Acute hepatitis due to the hepatitis C virus (HCV) is frequently seen in men who have sex with men (MSM), coinfected or not with HIV, but the presentation as severe hepatitis is extremely uncommon.1 SARS-CoV-2 infection can have different effects on the liver, including direct parenchymal infection, cytokine-mediated tissue injury, etc.2 However, it is not clear whether SARS-CoV-2 could change the clinical expression and/or natural history of viral liver diseases.
Here, we report the case of an HIV-infected man with concomitant SARS-CoV-2 and HCV infection, who developed severe acute hepatitis.
A 44-year-old male infected with HIV, who had been taking antiretroviral treatment with tenofovir disoproxil alafenamide, emtricitabine, and darunavir-cobicistat for 5 years, attended the Emergency Department of our hospital. He was a MSM with an open relationship partner, without regular condom use. He reported not attending chem-sex parties or using intravenous drugs. He showed plasma HIV load below the detection level and 891 CD4 cell/μL three months earlier. He had not been vaccinated against SARS-CoV-2. He complained of a fever and cough of 48h. He reported narrow contact with a relative with COVID-19. Then a SARS-CoV-2 nasopharynx PCR test was performed, with a negative result. An X-ray chest film showed no evidence of pneumonia. He was discharged without treatment. Fifteen days after initial presentation, he returned to the Emergency Department complaining of nausea, fever reemergence, general malaise, diffuse abdominal pain, jaundice, and dark urine for 2 days. Physical examination revealed conjunctival jaundice, without evidence of encephalopathy or ascites. A new nasopharynx SARS-CoV-2 PCR test yielded positive results. Blood analysis showed plasma gamma glutamyl transferase (GGT) 171U/L, alanine aminotransferase (ALT) 10,339U/L, aspartate aminotransferase (AST) 6470U/L, alkaline phosphatase (FA) 201U/L, total bilirubin 6.2mg/dL, INR 1.58 and ferritin 38,009ng/mL. Serum antibodies against HCV, which had been negative 6 months earlier, were then positive. Plasma HCV-RNA level was 219,000IU/mL (genotype 1a). He received intramuscular vitamin K and no other therapy. He did not develop signs of encephalopathy but, on day 3 of admission, total bilirubin rose to 9.7mg/dl, whereas aminotransferases had declined (ALT 7566U/L and GOT 2971U/L). HCV-RNA became undetectable and plasma bilirubin and aminotransferase levels returned to normal values 4 weeks after symptom onset. The evolution of the liver function test in the acute hepatitis episode is shown in Fig. 1.

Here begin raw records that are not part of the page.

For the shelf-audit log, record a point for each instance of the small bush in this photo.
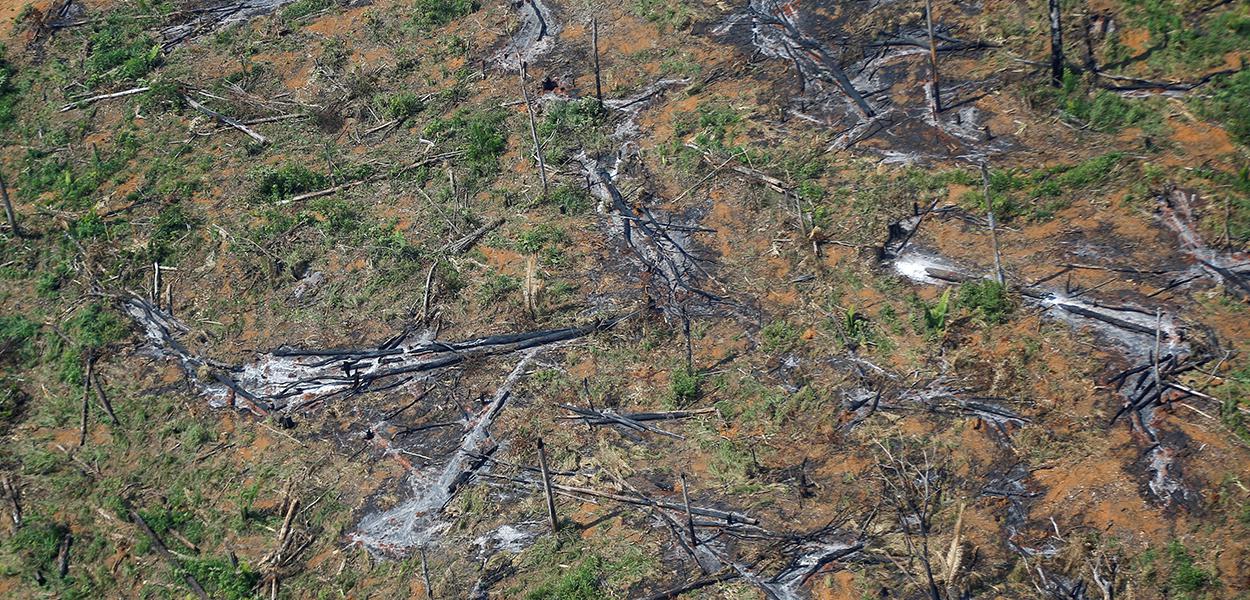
(986, 299)
(684, 386)
(285, 181)
(404, 105)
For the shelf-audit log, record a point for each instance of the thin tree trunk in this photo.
(594, 48)
(1056, 46)
(935, 106)
(8, 206)
(534, 131)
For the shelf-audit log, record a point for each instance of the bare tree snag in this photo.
(690, 516)
(546, 488)
(1056, 45)
(169, 558)
(8, 208)
(935, 98)
(994, 230)
(594, 49)
(534, 129)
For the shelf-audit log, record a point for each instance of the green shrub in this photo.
(428, 14)
(779, 336)
(285, 181)
(684, 386)
(16, 338)
(120, 51)
(404, 105)
(986, 299)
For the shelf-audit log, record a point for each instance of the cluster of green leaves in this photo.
(570, 125)
(543, 240)
(1040, 193)
(18, 335)
(121, 51)
(9, 93)
(668, 14)
(1229, 104)
(479, 134)
(89, 330)
(684, 386)
(403, 105)
(566, 570)
(300, 9)
(428, 14)
(936, 315)
(1181, 43)
(73, 186)
(779, 336)
(1186, 578)
(1101, 110)
(985, 299)
(223, 579)
(713, 124)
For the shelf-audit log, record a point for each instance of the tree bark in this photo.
(1056, 46)
(8, 206)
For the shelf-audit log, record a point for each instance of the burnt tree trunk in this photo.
(1056, 46)
(8, 208)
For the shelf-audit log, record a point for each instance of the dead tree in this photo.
(935, 100)
(1056, 46)
(534, 131)
(914, 490)
(8, 208)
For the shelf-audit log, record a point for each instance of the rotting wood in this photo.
(468, 241)
(594, 49)
(166, 555)
(673, 593)
(14, 501)
(94, 381)
(1056, 45)
(226, 120)
(994, 230)
(934, 83)
(534, 130)
(85, 101)
(9, 213)
(546, 488)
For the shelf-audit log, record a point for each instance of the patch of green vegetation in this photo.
(35, 545)
(1041, 193)
(779, 336)
(18, 339)
(121, 51)
(543, 240)
(1184, 43)
(936, 314)
(498, 286)
(1236, 396)
(986, 299)
(1229, 104)
(428, 14)
(480, 135)
(73, 184)
(300, 9)
(1186, 579)
(9, 93)
(571, 200)
(221, 579)
(668, 14)
(684, 386)
(89, 331)
(569, 126)
(285, 181)
(403, 105)
(1101, 110)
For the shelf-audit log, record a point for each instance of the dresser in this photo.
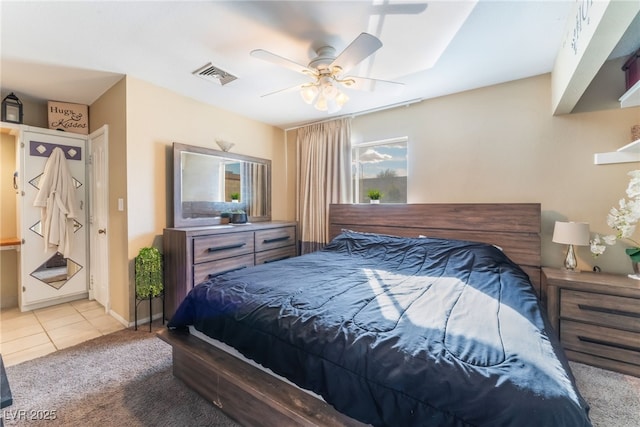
(195, 254)
(597, 317)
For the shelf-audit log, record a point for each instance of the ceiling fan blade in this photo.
(287, 89)
(281, 61)
(369, 85)
(363, 46)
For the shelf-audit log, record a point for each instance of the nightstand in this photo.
(597, 317)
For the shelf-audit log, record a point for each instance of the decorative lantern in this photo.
(11, 109)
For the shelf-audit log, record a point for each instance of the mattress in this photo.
(398, 331)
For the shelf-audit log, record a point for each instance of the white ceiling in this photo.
(74, 51)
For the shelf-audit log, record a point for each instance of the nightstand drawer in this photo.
(609, 343)
(605, 310)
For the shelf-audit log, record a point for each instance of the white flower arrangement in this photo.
(623, 220)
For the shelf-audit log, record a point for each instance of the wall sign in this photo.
(68, 117)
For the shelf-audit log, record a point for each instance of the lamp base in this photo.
(570, 262)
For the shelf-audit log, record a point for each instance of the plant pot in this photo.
(238, 218)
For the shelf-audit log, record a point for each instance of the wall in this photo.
(501, 144)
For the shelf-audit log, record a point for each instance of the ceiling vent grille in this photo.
(214, 74)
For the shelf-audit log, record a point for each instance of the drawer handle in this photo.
(608, 344)
(276, 239)
(608, 310)
(224, 248)
(276, 259)
(212, 275)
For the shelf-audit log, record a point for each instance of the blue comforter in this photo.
(398, 332)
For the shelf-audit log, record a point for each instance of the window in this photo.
(380, 165)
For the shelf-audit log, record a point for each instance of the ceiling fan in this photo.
(328, 72)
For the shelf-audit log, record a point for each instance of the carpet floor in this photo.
(125, 379)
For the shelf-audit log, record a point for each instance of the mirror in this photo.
(56, 271)
(208, 183)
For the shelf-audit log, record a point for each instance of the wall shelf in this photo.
(627, 154)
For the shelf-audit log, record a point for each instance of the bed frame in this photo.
(252, 397)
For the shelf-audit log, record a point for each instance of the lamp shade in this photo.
(571, 233)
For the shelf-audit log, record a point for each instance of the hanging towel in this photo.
(56, 197)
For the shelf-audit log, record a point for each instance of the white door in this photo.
(46, 277)
(99, 217)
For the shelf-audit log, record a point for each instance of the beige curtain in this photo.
(324, 169)
(254, 188)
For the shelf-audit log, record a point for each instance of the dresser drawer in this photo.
(605, 310)
(275, 255)
(220, 246)
(609, 343)
(207, 270)
(275, 238)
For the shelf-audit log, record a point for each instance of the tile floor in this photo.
(25, 336)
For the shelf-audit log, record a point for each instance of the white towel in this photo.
(57, 199)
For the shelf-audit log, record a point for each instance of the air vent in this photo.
(214, 74)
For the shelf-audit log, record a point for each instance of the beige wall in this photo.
(8, 224)
(501, 144)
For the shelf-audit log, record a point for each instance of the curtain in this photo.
(324, 169)
(254, 188)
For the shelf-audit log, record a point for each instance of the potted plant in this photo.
(225, 217)
(238, 217)
(148, 265)
(374, 195)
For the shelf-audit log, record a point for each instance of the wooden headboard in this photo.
(515, 227)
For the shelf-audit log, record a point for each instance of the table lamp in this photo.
(571, 233)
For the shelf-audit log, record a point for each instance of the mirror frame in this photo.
(178, 219)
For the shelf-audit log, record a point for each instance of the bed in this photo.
(421, 316)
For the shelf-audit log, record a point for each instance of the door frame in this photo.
(99, 242)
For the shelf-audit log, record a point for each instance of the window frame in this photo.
(355, 168)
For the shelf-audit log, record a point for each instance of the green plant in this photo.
(374, 194)
(148, 273)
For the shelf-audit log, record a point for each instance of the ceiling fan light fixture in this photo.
(329, 90)
(309, 93)
(341, 99)
(321, 103)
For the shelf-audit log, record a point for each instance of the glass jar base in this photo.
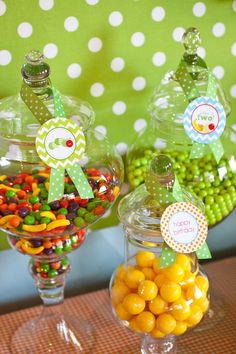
(53, 333)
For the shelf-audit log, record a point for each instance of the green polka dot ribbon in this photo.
(191, 40)
(167, 190)
(60, 144)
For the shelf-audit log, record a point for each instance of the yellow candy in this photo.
(134, 304)
(202, 283)
(34, 228)
(174, 273)
(156, 265)
(119, 292)
(146, 321)
(148, 290)
(145, 258)
(184, 261)
(158, 305)
(195, 316)
(133, 277)
(6, 218)
(57, 223)
(180, 328)
(48, 214)
(122, 313)
(180, 310)
(159, 280)
(170, 291)
(157, 334)
(149, 273)
(195, 294)
(188, 280)
(165, 323)
(204, 305)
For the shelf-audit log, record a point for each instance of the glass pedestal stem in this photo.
(158, 345)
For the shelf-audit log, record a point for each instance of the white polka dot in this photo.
(119, 108)
(158, 14)
(233, 49)
(159, 59)
(201, 52)
(3, 7)
(92, 2)
(177, 34)
(199, 9)
(137, 39)
(97, 89)
(95, 44)
(115, 19)
(234, 5)
(117, 64)
(218, 29)
(233, 91)
(50, 50)
(71, 24)
(122, 148)
(139, 83)
(74, 71)
(140, 124)
(25, 30)
(46, 4)
(218, 71)
(101, 129)
(5, 57)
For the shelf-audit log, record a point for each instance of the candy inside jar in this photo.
(156, 301)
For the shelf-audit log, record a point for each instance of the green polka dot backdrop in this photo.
(113, 53)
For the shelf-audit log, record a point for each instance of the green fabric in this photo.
(107, 90)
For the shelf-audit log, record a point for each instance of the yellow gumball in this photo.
(146, 321)
(118, 292)
(145, 258)
(165, 323)
(158, 305)
(202, 283)
(133, 277)
(174, 273)
(184, 261)
(204, 305)
(195, 315)
(134, 304)
(159, 280)
(180, 310)
(180, 328)
(170, 291)
(157, 334)
(149, 273)
(147, 290)
(156, 265)
(122, 313)
(188, 280)
(195, 294)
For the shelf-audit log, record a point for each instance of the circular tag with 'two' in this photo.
(183, 227)
(204, 120)
(60, 143)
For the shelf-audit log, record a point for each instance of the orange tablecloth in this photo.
(111, 338)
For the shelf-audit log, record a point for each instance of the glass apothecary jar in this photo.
(214, 183)
(48, 231)
(157, 303)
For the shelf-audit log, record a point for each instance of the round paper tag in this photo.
(60, 143)
(183, 227)
(204, 120)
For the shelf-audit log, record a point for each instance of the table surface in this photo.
(217, 336)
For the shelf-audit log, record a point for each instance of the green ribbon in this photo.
(56, 183)
(165, 196)
(191, 91)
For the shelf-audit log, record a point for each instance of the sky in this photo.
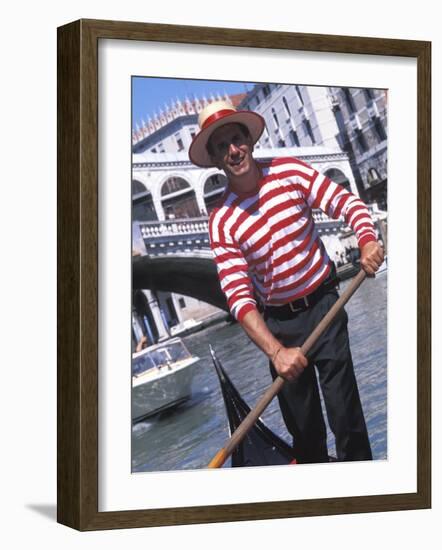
(150, 94)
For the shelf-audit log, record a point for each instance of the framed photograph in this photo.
(143, 403)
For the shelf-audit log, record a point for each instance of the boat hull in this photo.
(161, 388)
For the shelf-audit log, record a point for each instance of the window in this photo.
(369, 94)
(286, 107)
(275, 118)
(380, 130)
(298, 91)
(373, 176)
(362, 143)
(309, 131)
(179, 142)
(294, 138)
(349, 100)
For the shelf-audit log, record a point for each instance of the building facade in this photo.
(340, 133)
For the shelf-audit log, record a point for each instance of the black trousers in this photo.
(299, 400)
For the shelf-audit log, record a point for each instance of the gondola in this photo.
(260, 447)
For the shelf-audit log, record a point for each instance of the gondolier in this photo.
(278, 279)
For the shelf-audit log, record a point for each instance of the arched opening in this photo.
(143, 323)
(143, 209)
(213, 189)
(338, 177)
(178, 199)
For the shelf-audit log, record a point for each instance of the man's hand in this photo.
(289, 362)
(372, 256)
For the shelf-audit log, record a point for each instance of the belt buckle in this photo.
(296, 309)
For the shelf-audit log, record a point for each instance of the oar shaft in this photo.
(248, 422)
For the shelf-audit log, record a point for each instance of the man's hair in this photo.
(244, 130)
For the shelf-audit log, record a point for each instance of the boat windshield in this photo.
(159, 356)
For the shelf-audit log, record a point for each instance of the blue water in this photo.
(189, 436)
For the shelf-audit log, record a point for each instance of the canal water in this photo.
(189, 436)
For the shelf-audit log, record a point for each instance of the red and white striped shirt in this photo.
(266, 244)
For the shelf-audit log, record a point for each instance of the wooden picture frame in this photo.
(78, 274)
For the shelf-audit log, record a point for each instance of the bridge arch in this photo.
(339, 177)
(143, 208)
(178, 198)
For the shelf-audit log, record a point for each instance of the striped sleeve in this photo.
(232, 269)
(336, 201)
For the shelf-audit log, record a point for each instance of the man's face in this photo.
(232, 150)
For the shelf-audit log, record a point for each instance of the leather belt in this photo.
(301, 304)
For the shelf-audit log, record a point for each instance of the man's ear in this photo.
(217, 164)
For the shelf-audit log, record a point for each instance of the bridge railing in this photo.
(191, 235)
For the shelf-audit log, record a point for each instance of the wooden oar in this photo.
(238, 435)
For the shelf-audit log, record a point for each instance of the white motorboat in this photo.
(161, 377)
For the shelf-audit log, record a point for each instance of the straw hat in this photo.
(217, 114)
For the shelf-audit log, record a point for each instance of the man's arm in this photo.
(289, 362)
(372, 256)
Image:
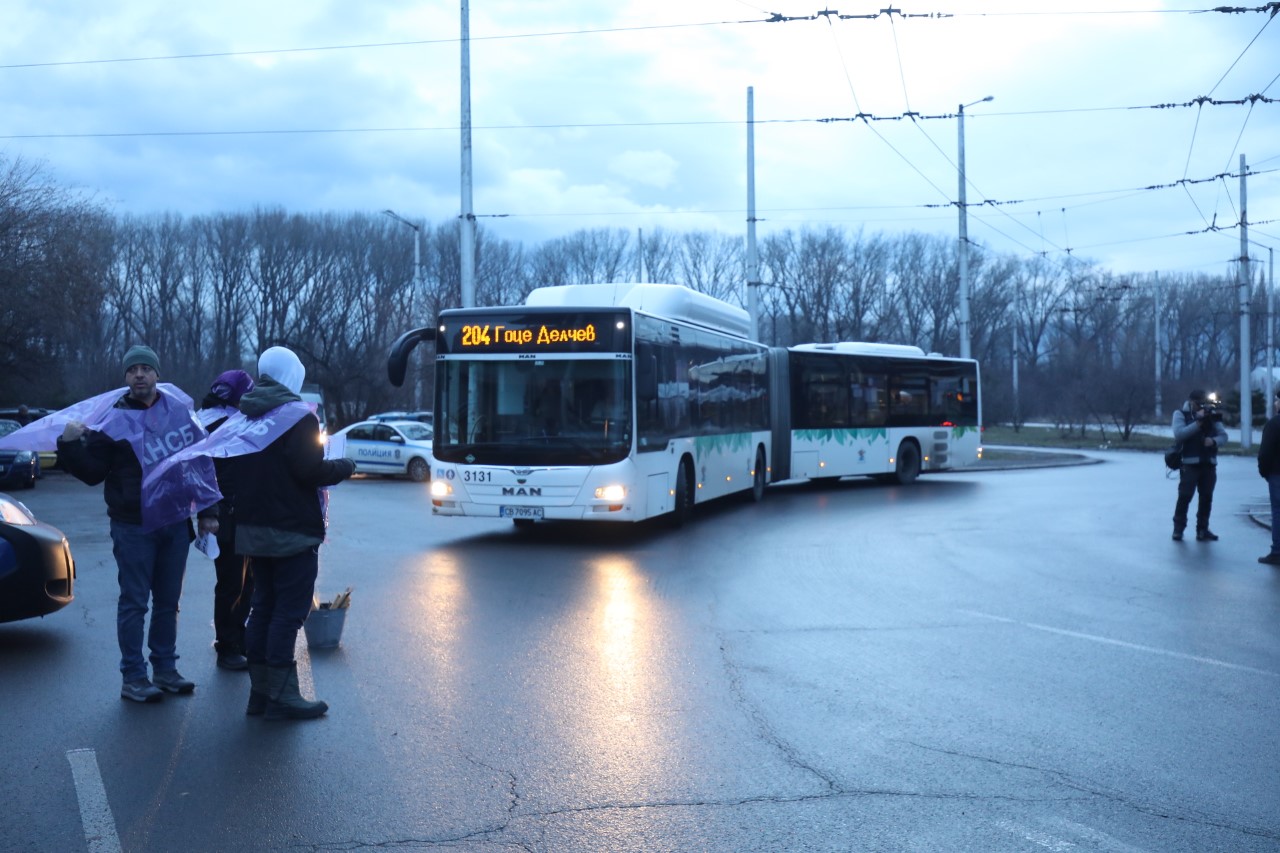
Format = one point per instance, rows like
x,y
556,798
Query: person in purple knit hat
x,y
233,587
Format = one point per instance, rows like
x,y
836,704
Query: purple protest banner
x,y
238,436
156,434
42,434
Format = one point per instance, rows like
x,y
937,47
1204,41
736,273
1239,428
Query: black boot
x,y
256,689
284,701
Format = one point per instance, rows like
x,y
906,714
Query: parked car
x,y
421,416
37,573
396,447
17,468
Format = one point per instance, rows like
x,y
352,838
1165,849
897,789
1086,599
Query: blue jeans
x,y
1274,489
151,566
283,588
1196,479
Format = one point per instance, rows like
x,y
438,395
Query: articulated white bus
x,y
621,402
872,409
598,402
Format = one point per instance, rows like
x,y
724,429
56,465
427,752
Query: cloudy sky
x,y
632,115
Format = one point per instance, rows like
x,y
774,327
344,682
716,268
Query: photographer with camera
x,y
1198,432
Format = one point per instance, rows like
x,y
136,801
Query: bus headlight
x,y
612,493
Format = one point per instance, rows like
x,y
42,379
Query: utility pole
x,y
1018,308
1271,328
416,293
467,219
753,260
1160,414
964,240
1246,349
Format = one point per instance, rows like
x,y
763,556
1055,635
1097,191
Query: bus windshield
x,y
534,411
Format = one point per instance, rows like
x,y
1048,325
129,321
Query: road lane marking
x,y
1136,647
95,812
306,684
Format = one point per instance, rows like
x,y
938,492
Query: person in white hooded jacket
x,y
279,528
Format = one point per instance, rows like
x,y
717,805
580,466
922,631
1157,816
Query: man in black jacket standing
x,y
1198,430
233,588
280,525
150,537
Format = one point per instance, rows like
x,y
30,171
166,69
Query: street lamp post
x,y
415,290
964,240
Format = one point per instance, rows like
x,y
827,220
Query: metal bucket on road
x,y
324,626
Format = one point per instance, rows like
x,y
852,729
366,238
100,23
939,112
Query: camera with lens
x,y
1212,409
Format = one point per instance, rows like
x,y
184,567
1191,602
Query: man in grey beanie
x,y
150,533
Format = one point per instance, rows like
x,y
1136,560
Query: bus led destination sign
x,y
507,337
524,333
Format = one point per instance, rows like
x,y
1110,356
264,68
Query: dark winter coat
x,y
278,503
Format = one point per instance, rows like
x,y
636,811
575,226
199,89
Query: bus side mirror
x,y
397,361
647,378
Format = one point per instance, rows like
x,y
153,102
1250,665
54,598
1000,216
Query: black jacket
x,y
225,470
277,487
1269,450
96,457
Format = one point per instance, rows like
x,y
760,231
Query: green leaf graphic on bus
x,y
726,443
842,436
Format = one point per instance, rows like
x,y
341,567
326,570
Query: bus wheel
x,y
684,510
758,480
908,463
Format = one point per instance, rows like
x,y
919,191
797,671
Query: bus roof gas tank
x,y
860,347
673,301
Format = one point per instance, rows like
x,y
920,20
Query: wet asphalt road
x,y
988,661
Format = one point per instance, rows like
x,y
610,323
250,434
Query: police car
x,y
397,448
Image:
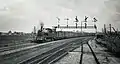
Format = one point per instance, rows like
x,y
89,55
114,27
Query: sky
x,y
23,15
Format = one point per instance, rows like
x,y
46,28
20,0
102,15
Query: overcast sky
x,y
22,15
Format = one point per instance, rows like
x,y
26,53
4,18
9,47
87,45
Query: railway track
x,y
82,53
46,53
51,56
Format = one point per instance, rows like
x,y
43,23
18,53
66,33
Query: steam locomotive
x,y
48,34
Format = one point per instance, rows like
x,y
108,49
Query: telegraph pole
x,y
67,21
95,20
58,21
104,28
76,20
110,28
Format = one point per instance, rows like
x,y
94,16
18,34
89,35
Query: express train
x,y
48,34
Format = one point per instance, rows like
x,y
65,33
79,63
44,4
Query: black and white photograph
x,y
59,31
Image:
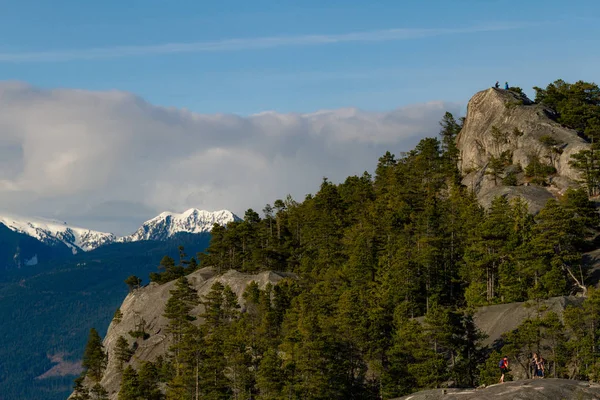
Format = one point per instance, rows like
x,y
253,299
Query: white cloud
x,y
257,43
94,158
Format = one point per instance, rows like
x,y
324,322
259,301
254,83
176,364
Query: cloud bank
x,y
110,160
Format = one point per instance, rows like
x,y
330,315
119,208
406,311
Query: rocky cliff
x,y
540,389
503,133
145,306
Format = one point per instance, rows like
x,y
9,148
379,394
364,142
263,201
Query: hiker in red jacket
x,y
503,368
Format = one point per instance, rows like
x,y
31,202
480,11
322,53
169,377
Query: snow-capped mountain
x,y
168,224
161,227
51,232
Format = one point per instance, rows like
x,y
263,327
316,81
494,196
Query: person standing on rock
x,y
535,362
541,367
503,368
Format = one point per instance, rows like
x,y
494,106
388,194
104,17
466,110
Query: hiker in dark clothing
x,y
541,367
534,366
503,368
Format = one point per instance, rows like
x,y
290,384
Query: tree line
x,y
390,268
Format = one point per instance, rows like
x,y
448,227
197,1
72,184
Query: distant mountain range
x,y
160,228
57,281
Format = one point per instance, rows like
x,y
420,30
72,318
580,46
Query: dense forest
x,y
389,270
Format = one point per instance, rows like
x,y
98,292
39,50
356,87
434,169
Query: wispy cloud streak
x,y
240,44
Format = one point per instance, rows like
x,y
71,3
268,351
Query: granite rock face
x,y
501,123
146,306
539,389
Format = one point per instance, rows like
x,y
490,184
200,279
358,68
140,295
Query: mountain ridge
x,y
163,226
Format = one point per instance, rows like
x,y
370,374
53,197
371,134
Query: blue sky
x,y
120,113
249,56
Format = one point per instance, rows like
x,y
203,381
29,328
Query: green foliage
x,y
587,162
510,179
97,392
118,316
94,357
517,132
123,352
370,256
538,171
133,282
51,307
450,129
577,105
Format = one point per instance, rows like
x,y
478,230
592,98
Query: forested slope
x,y
371,254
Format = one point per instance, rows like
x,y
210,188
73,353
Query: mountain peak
x,y
168,224
162,227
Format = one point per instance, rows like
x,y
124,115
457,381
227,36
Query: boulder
x,y
502,122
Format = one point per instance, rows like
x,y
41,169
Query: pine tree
x,y
98,392
177,310
80,392
133,282
148,378
122,352
130,387
94,357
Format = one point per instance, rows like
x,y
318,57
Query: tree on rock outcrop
x,y
94,357
130,387
177,310
98,392
449,131
123,352
133,282
80,392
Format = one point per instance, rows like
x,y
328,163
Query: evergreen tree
x,y
133,282
130,387
177,310
94,357
98,392
80,392
122,352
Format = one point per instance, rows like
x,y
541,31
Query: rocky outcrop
x,y
502,124
539,389
145,306
501,318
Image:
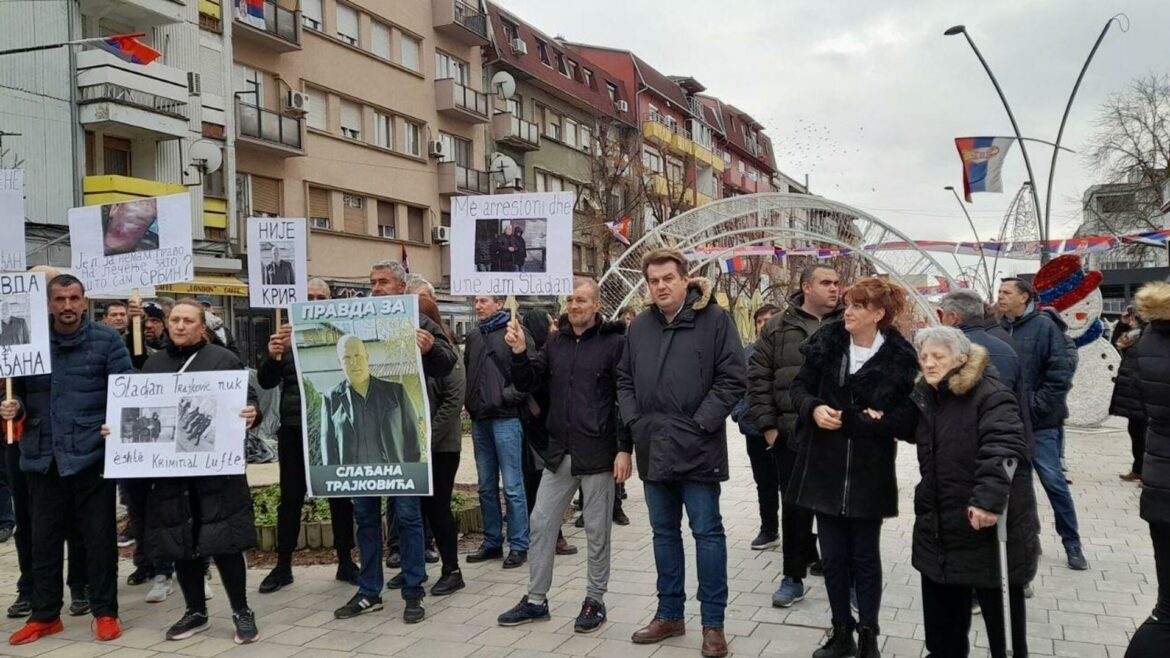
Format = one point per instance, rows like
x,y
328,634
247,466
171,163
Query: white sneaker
x,y
159,589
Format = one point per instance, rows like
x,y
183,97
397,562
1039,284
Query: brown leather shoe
x,y
659,630
715,645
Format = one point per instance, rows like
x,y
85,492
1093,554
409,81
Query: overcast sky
x,y
866,97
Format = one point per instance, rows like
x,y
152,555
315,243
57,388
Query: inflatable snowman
x,y
1066,287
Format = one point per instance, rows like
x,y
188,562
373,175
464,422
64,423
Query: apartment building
x,y
564,112
364,116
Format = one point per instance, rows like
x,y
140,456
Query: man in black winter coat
x,y
1047,363
681,374
585,447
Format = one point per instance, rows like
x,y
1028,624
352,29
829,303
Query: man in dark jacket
x,y
680,376
62,452
279,369
497,434
771,370
1047,363
585,447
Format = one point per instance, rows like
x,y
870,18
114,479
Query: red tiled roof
x,y
596,96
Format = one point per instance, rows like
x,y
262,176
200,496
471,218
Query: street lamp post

The vast majority of cases of acute HCV infection are asymptomatic and fulminant hepatitis is an exception.1 The patient reported here developed acute hepatitis C with severity signs, such as increased INR and transaminase levels consistent with massive cytolysis. SARS-CoV-2 has liver tropism that causes liver injury comparable to previously characterized hepatotropic viruses, including acute hepatitis.3 However, to our knowledge, it has not been reported so far that SARS-CoV-2 coinfection could increase the severity of an acute HCV infection, as it seems to have occurred in this case. Two mechanisms could explain this additive or synergistic effect: on the one hand, there could exist a cumulative effect of direct cytopathotoxicity of both viruses. On the other hand, the pro-inflammatory state created by SARS-CoV-2 infection can trigger autoimmune liver damage causing autoimmune hepatitis.4 Consequently, we cannot exclude that an autoimmune component underlies the severe presentation of acute hepatitis C in this patient.
HIV accelerates the progression of HCV infection, but the severity of acute hepatitis C in HIV-infected and non-infected patients is similar.5 Although it could not be completely ruled out, it is unlikely that HIV coinfection would have an impact on the clinical course of acute HCV hepatitis with simultaneous SARS-CoV-2 infection.
This case suggests that SARS-CoV-2 coinfection could increase the severity of HCV infection, especially acute hepatitis. Further studies are needed to confirm this issue. While available, we should keep in mind the possibility of simultaneous acute coinfection with HCV and SARS-CoV-2, especially in COVID-19 surges, because acute coinfection could require closer clinical and biochemical monitoring than acute monoinfection with HCV.